A group of young people from across the West Midlands have launched their own campaigns on reducing and understanding crime.
Youth Commissioners, are teenagers elected by their peers on two year terms. They advise the Police and Crime Commissioner on matters relating to young people and crime.
The Youth Commissioners have been tasked with setting up their own campaigns, focusing on the issues relating to crime that really matter to them.
The Youth Commissioners launched their campaigns at a virtual event last week as part of a leadership course where they presented to each other as well as senior leaders including the PCC.
Hunza and Anaya from Birmingham are leading a campaign focused on the relationship between the police and young people in their area and how West Midlands Police can build greater trust with the community.
Commenting on the campaigns, the West Midlands Police and Crime Commissioner David Jamieson said: “This work by our Youth Commissioners is key to engaging more young people to think about crime, life choices and ensuring they make a success of their future.

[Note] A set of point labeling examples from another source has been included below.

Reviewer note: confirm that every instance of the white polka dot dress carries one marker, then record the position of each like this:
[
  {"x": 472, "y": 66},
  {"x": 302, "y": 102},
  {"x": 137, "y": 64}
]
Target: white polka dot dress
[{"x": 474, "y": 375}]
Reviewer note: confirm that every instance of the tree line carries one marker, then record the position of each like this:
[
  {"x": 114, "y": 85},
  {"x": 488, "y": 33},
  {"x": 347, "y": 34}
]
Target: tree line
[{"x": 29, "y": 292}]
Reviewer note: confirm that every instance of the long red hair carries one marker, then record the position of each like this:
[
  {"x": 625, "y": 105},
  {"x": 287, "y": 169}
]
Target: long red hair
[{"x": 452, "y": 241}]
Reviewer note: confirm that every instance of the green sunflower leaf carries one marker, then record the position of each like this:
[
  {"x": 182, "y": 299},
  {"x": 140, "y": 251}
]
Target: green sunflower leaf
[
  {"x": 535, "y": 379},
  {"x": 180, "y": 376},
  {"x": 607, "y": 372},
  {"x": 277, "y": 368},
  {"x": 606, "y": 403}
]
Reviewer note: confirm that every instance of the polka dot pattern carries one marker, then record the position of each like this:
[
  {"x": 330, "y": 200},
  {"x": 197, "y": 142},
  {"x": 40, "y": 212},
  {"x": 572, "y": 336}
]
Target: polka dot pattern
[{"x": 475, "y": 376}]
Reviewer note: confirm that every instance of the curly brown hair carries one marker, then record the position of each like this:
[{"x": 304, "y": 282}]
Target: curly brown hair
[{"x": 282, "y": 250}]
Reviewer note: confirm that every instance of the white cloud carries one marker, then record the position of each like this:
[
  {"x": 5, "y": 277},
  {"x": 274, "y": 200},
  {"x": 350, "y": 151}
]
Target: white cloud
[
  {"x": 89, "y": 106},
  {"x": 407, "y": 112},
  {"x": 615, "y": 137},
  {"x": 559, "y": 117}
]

“From a diverse range of backgrounds, representing the whole West Midlands, this group of young people are making a real difference and are keen to bring about positive change.
“The elected Youth Commissioners are doing excellent work with engaging with other young people, reaching out but also trying to help their peers get on in life and live a life where they don’t need to resort to crime.”
Emerson Hanslip, who has run a number of campaigns already, including knife crime workshops in schools local to him in Dudley has entered the world of podcasting. Looking more in depth at the Criminal Justice System and looking at why young people becoming involved in crime and the interventions that could be made.
The two Youth Commissioners for Coventry, Deepti and Husnaa have been working with local agencies and groups to provide more support getting NEET people into positive education and employment – including looking at ways to provide mentoring support.
Speaking after the event Hunza said: “My campaign has focused on identifying new ways in which young people can interact with the police and influence policy decisions.
“The West Midland Police and Crime Commissioner has provided young people with the opportunity to have a positive impact on policing in the West Midlands by running the Youth Commissioner programme.
“As a Youth Commissioner I have had the opportunity to get an understanding of what they key priorities for the Police and Crime Commissioner are.
“Being a Youth Commissioner I have been able to engage with young people in my local community and feed their views back to the Police and Crime Commissioner”.